Professor Bourbaki, IMG_0039, 2012. |
Chapitre XX
LA DEUXIÈME RÉPUBLIQUE ET LE SECOND EMPIRE
Aux journées de février 1848 comme aux journées de juillet 1830, la monarchie avait cédé presque sans résistance à l'émeute de Paris. Dans les deux cas, ce n'était pas seulement le roi qui avait abdiqué, c'était l'autorité elle-même. Mais si, en 1830, la bourgeoisie libérale avait pu substituer Louis-Philippe à Charles X, en 1848, elle avait été prise au dépourvu, et, cette fois, l'émeute ne lui avait pas permis "d'escamoter" la Révolution. Bon gré, mal gré, il fallait accepter la République dont le nom évoquait pour les hommes d'ordre d'assez mauvais souvenirs.
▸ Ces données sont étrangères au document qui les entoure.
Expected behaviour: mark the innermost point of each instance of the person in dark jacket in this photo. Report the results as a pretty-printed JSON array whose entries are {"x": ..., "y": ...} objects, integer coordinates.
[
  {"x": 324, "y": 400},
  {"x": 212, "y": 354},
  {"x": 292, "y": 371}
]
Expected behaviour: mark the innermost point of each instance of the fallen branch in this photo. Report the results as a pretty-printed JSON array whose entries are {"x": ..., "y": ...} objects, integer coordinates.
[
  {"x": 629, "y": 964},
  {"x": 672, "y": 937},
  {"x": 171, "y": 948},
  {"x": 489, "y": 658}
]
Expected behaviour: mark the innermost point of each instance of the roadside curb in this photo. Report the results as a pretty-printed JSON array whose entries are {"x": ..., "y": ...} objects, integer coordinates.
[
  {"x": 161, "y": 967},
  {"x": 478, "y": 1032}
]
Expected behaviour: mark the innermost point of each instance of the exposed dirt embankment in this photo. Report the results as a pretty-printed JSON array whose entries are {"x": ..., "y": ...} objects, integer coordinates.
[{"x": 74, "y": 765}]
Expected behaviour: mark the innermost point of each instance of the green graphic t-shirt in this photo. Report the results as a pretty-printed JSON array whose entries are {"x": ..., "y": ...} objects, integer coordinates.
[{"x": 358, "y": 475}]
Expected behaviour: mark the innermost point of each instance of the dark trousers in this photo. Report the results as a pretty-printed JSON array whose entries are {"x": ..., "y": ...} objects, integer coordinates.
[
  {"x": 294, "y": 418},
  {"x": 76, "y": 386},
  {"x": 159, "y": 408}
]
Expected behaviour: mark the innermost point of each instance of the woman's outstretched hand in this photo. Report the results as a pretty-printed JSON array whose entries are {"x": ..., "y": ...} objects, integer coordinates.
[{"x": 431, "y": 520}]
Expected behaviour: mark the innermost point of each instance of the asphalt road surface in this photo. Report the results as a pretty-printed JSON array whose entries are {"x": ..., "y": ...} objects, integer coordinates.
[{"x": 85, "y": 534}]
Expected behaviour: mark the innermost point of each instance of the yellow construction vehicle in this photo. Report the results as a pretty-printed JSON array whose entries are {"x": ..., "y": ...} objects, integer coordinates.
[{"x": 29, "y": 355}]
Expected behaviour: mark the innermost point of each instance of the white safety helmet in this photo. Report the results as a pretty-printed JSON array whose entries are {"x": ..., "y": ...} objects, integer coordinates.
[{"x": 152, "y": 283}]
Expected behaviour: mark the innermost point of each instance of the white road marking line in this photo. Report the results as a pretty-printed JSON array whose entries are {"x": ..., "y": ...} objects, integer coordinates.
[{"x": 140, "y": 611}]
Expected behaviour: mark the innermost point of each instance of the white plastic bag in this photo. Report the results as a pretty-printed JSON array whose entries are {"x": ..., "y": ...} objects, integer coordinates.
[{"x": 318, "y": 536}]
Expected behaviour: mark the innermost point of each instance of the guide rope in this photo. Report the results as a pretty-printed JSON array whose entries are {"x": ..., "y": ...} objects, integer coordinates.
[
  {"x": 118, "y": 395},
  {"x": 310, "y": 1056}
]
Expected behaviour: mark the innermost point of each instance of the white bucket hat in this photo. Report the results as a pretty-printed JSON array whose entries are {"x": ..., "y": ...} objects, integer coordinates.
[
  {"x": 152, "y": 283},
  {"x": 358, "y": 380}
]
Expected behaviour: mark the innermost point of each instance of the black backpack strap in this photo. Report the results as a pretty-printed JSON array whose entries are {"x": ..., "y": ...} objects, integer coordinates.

Il y eut donc une panique à côté d'un enthousiasme extraordinaire. On bénissait des arbres de la liberté, mais les cours de la Bourse tombaient à rien et, dans la crainte du pire, chacun réalisait ce qu'il pouvait. Ce qui inspirait surtout de l'effroi, c'était le socialisme qui s'était développé durant la monarchie de Juillet avec l'industrie et l'accroissement de la population ouvrière. La République que les insurgés avaient proclamée, c'était la République démocratique et sociale fortement teintée de rouge. Au gouvernement provisoire entrèrent avec des modérés comme Lamartine, des républicains avancés comme Ledru-Rollin, un théoricien socialiste, Louis Blanc, et un ouvrier, Albert. D'après la conviction presque générale, ce n'était qu'un commencement et l'on allait vers une transformation radicale de la société. La réforme électorale avait été la cause de l'insurrection, le suffrage universel était inévitable et l'on avait peine à imaginer que le suffrage universel ne fût pas révolutionnaire.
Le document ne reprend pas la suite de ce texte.